Chère âme...

Comme le temps passe, chère âme, mais comme il passe lentement loin de toi et sans nouvelles. Ton avant-dernière lettre m'étant parvenue au milieu de juin, j'ai reçu la dernière le 7 août, donc 2 mois sans aucun mot de toi. Mais je ne dois pas rendre la distance responsable de ce retard mais bien toi.

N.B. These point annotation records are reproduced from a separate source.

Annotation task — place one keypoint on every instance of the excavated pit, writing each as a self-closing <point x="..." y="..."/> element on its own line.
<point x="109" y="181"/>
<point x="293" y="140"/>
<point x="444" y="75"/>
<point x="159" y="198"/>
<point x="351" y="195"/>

Oui, Claude, tu prends un temps infini avant de répondre à mes lettres et cela me désole vraiment. Si je ne t'écris qu'aujourd'hui, il ne faut pas croire que c'est par indifférence. Figure-toi que ta missive m'est parvenue juste au moment où j'allais partir pour le centre de l'île où j'ai passé un agréable séjour dont je te parlerai plus loin. Tu as dû recevoir déjà une carte que je t'ai adressée de "Hinche" mais que je n'ai postée qu'à "Mirebalais". Tu vois que je ne t'ai pas oublié dans mes déplacements, tandis que, pauvre moi, je n'ai même pas reçu un mot d'Ontario où j'étais complètement jetée dans le sac à oublis. Je l'ai bien noté et merci que nous sommes parfois folles, nous autres femmes, de croire aux mots, aux serments, de nous attacher à vous... En valez-vous au moins la peine ?... Néanmoins, ta lettre est venue dissiper les vilains nuages qui assombrissaient mon esprit. Mais cette accalmie n'a pas duré longtemps et me voilà replongée dans le plus profond découragement.

Cette situation est vraiment triste, Claudy chéri... Pourquoi t'ai-je écrit ? Pourquoi m'as-tu répondu ? Pourquoi la sympathie a-t-elle jailli entre nous ? Pourquoi nos deux coeurs ont-ils volé l'un vers l'autre si nous ne pouvions nous voir, nous parler, même pas nous toucher la main ? La vie est-elle donc faite seulement de rêves et d'illusions ? La réalité ne peut-elle donc être que malheureuse ? Quel triste sort que le nôtre, Claudy !! Je dis "le nôtre" en pensant que toi aussi tu dois avoir des moments de cafard si vraiment mon souvenir fait vibrer en toi quelques fibres comme le tien a le don de me remuer jusqu'au plus profond de mon coeur. Oui, Claude aimé quand je pense à toi, aux heures délicieuses que nous aurions pu connaître ensemble, c'est un anéantissement complet de mon être en une douce volupté qui me fait te chérir davantage. Ah ! Ah ! Me voici partie sur un thème que je dois changer car sans cela que vas-tu penser de moi ?

Allons, ma triste Carmita, secouons-nous, faisons risette... Claudy attends une lettre gaie et à défaut de cela, envoyons-lui au moins des idées moins moroses.